WHAT CONVERSATION ISN’T

Performance art

Competition

Scripted

WHAT IT IS

Mutual appreciation

Cooperation

Spontaneous

THREE PRINCIPLES

Generosity

Openness

Clarity

FIVE MAXIMS

Think before you speak

Listen more than speak

Find the incentive for talking

Never assume you know what they mean or that they

understand you

Take turns

1


HELLO On Conversation’s Casting Couch

Don’t talk to strangers? Don’t speak until spoken to?

Forget it. Inhibition is useless. How do you start a conversation? Simple: Say hi.

It’s easy to say. But as with flying, the critical phase of conversation is takeoff, and greetings don’t follow straight lines, but vary from place to place. Even chimpanzees have a host of hand clasps. Some grip, some press wrists, some grab and groom, and all respect one rule: The dominant chimp’s hand goes on top.

By contrast, many humans bungle customary overtures. Some dive in, so keen to have an impact, they’re blind to the impression they make. Other, shy souls stumble, mumble, or say nothing. What does it matter?

The chimps get it: Greetings announce who we are. They reveal plenty about a relationship:

“Hello, reptile,” she said. “You’re here, are you?”

“Here I am,” I responded, “with my hair in a braid and ready to the last button. A very merry pip-pip to you, aged relative.”

“The same to you, fathead. I suppose you forgot to bring that necklace?”

(It is abundantly clear Aunt Dahlia adores her reptile nephew, Bertie Wooster, the beloved P.G. Wodehouse character.)

And they can shape relationships. When the Earl of Oxford was presented to Elizabeth I, he bowed, issued a loud burst of flatus, and fled England in shame. After seven years’ self-imposed exile, he returned to court. Her Majesty greeted him: “My lord, I had forgott the fart.”

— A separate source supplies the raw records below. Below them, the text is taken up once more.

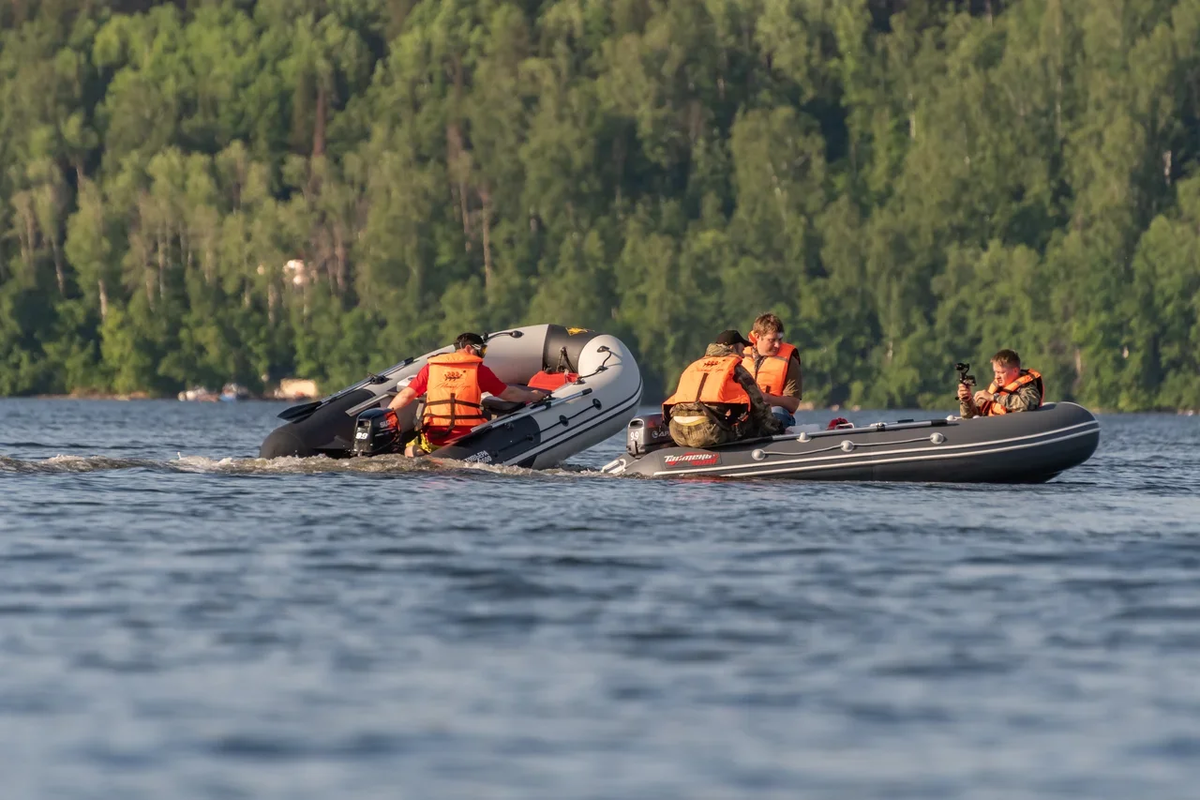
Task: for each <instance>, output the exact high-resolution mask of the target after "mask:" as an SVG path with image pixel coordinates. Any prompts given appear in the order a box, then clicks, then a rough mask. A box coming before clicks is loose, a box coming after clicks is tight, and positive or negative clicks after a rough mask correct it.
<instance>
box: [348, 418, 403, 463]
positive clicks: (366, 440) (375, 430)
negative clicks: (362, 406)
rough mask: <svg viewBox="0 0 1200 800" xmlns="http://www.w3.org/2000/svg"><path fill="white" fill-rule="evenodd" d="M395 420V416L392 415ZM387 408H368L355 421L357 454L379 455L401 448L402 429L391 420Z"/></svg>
mask: <svg viewBox="0 0 1200 800" xmlns="http://www.w3.org/2000/svg"><path fill="white" fill-rule="evenodd" d="M390 419H391V420H394V419H395V417H394V416H392V417H390ZM390 419H389V415H388V411H386V409H382V408H368V409H367V410H365V411H362V414H359V417H358V420H355V422H354V452H353V455H355V456H379V455H382V453H389V452H396V451H397V450H398V449H400V445H401V439H400V429H398V428H396V425H395V422H391V421H390Z"/></svg>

➺ Rule one: Greetings spark connections

Initial impressions are indelible. Compare the shopkeeper who asks how you are with the one who snorts, her eyes glued on your down-at-heel shoes.

She may not mean to be rude, but she might as well turn her back. Yet in most towns, would this surprise you?

No word costs less or counts more in a conversation than hello. Even in a megalopolis such as London there’s something unsettling about a person who won’t return it, like the man on my street whose liveliest response to “Hi” is a grunt (usually he looks away). I’m not sure what I, or life, have done to him, but the sense of a person stranded in his own bleak world is strong. It crystallizes the importance of greetings for making contact and wiring conversation for sound.